疎性モデリング技法による超解像撮像の可能性を示した論文が完成

超巨大ブラックホールの撮像では、VLBIで如何に高い分解能(視力)を得るかが最も重要です。
しかし、分解能は波長と基線長の比から決まり、波長は観測技術的で、また基線長は地球の大きさで制限されるので、無限に高くすることはできません。

この困難をデータ解析的に解決する手法として、我々は疎性モデリングの手法を用いて解像度を従来よりも向上させる超解像技法の検討を行いました。
詳しいシミュレーションの結果、このような手法を用いて、従来に比べて数倍程度分解能を向上させることができる可能性が示されます。
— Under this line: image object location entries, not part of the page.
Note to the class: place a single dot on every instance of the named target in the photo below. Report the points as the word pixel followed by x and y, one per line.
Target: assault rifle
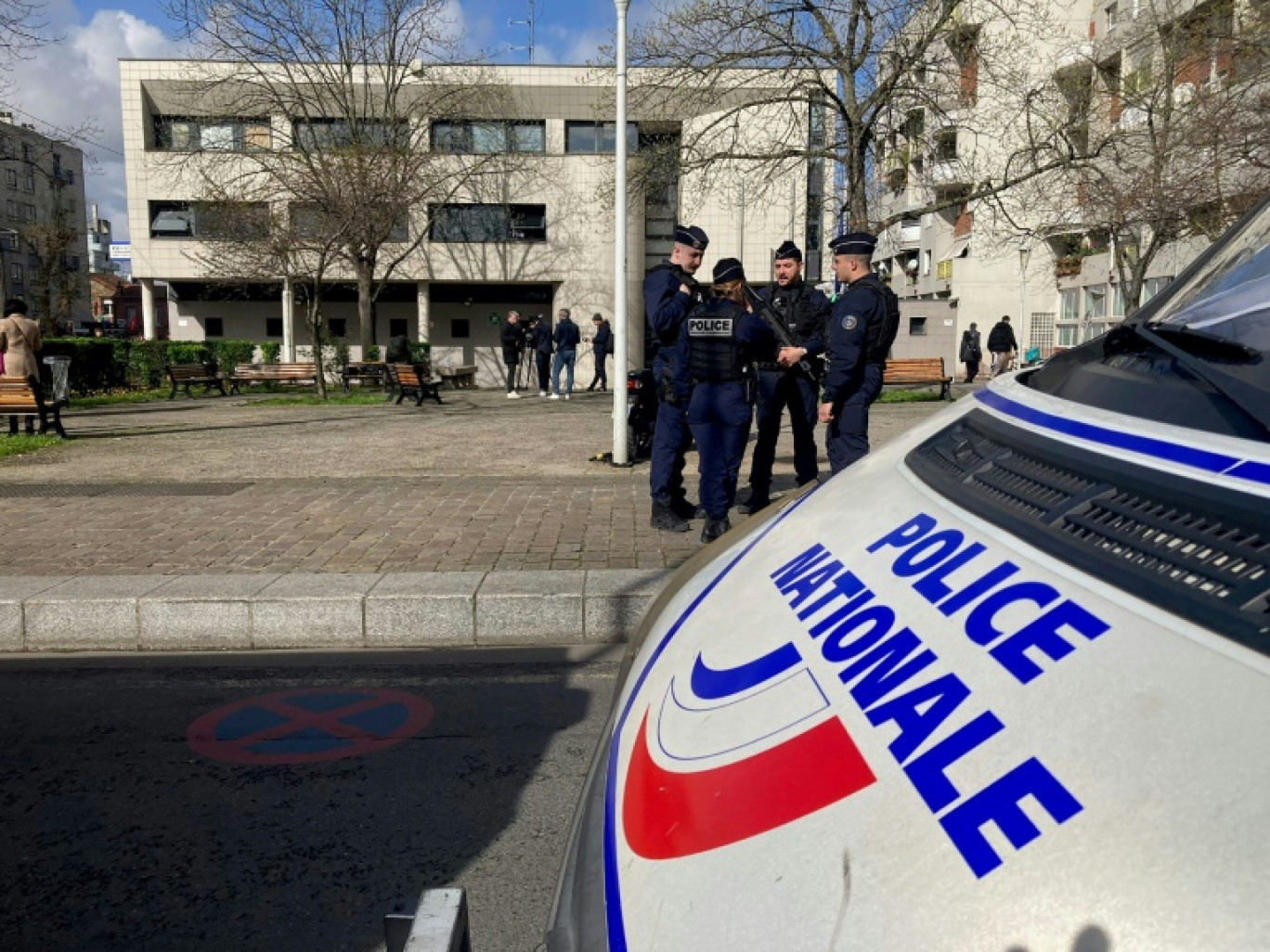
pixel 765 310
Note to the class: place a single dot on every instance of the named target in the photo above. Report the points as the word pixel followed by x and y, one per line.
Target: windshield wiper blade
pixel 1249 397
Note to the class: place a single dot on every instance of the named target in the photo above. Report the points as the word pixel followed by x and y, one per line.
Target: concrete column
pixel 148 307
pixel 424 316
pixel 289 330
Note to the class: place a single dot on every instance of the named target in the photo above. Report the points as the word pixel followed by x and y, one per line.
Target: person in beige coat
pixel 19 341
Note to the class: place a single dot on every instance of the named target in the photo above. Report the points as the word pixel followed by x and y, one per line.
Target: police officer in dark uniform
pixel 804 311
pixel 856 348
pixel 669 293
pixel 724 339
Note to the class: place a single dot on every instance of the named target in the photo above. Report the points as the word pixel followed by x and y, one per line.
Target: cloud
pixel 74 86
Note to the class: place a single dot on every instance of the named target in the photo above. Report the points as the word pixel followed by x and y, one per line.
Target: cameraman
pixel 669 293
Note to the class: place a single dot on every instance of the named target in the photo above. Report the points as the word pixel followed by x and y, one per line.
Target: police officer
pixel 856 345
pixel 724 338
pixel 804 311
pixel 669 293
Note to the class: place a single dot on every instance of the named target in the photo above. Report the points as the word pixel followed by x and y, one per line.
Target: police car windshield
pixel 1229 295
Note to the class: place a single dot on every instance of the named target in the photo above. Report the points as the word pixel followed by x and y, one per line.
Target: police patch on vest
pixel 710 327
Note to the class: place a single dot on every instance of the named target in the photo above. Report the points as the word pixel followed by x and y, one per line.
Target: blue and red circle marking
pixel 310 725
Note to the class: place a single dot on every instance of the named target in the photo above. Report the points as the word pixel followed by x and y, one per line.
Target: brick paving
pixel 479 483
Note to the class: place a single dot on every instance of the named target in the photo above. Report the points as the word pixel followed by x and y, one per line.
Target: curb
pixel 323 611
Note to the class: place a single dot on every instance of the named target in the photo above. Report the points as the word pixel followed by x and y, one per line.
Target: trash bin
pixel 59 379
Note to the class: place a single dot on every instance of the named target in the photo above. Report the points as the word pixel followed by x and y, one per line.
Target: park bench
pixel 187 375
pixel 363 371
pixel 413 380
pixel 297 373
pixel 916 371
pixel 26 397
pixel 459 377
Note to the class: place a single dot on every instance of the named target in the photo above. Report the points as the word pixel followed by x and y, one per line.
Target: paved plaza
pixel 216 485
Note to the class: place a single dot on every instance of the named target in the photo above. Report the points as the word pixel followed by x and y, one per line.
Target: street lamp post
pixel 621 451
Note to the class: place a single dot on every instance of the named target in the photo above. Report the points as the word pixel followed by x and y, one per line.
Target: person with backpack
pixel 862 327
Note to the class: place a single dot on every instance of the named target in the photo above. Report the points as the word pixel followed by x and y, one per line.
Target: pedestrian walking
pixel 858 344
pixel 601 344
pixel 725 338
pixel 19 343
pixel 970 353
pixel 803 310
pixel 542 351
pixel 566 338
pixel 669 293
pixel 1003 345
pixel 512 338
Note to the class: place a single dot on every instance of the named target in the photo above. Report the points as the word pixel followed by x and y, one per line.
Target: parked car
pixel 1000 686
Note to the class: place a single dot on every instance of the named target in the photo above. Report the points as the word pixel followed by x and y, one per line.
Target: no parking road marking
pixel 309 725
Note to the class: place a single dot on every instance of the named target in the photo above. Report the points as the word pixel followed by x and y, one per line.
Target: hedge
pixel 108 363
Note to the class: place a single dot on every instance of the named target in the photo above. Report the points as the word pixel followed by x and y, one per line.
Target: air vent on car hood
pixel 1193 548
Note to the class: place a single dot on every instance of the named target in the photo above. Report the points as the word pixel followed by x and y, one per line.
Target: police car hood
pixel 882 723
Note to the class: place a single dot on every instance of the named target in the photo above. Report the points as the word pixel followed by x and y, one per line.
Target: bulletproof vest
pixel 714 353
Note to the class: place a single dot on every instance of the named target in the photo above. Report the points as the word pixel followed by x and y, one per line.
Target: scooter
pixel 641 411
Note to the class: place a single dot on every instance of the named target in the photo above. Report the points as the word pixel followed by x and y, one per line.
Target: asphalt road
pixel 124 829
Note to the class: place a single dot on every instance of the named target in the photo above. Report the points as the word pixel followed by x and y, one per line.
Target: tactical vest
pixel 714 353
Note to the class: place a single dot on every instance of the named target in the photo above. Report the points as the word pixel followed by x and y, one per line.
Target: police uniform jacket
pixel 804 311
pixel 724 339
pixel 667 309
pixel 855 338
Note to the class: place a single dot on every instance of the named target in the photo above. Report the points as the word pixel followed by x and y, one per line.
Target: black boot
pixel 666 520
pixel 714 528
pixel 683 509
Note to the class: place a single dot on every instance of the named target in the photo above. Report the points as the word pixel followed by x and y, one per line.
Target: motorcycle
pixel 641 411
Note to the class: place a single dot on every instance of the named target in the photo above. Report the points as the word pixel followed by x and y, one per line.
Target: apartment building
pixel 1043 254
pixel 545 242
pixel 44 247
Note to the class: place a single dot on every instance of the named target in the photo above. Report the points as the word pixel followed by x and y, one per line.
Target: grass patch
pixel 126 396
pixel 908 396
pixel 335 399
pixel 21 444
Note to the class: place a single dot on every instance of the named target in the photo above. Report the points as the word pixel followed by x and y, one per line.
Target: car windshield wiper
pixel 1191 348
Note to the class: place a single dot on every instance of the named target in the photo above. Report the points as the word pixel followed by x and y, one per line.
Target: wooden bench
pixel 26 397
pixel 365 371
pixel 297 373
pixel 187 375
pixel 414 380
pixel 916 371
pixel 459 377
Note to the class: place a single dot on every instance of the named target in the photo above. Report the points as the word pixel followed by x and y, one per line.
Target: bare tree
pixel 1171 116
pixel 349 89
pixel 856 86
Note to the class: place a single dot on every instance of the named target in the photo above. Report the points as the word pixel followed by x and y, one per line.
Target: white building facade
pixel 549 244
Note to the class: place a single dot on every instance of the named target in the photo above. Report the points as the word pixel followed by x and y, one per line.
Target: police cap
pixel 728 269
pixel 693 237
pixel 858 242
pixel 787 251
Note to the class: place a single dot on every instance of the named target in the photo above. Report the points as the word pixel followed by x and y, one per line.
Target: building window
pixel 597 137
pixel 470 137
pixel 180 134
pixel 323 135
pixel 218 221
pixel 487 223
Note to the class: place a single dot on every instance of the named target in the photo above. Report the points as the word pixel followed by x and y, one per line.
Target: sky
pixel 72 85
このような手法を今後実観測データに適用することで、ブラックホールの直接撮像に大きなインパクトを与えることが期待されます。

論文
Honma, Akiyama, Uemura & Ikeda, PASJ, 2014, in press
"Super-resolution imaging with radio interferometer using sparse modeling"

ブラックホールシャドウの超解像撮像のシミュレーション。左が見たい画像、中央が通常の電波写真 (分解能が不足して構造がぼやけている)、右が疎性モデリングによる超解像イメージ。上段はドーナッツ形状のシャドウ、下段は三日月形状のシャドウを仮定している。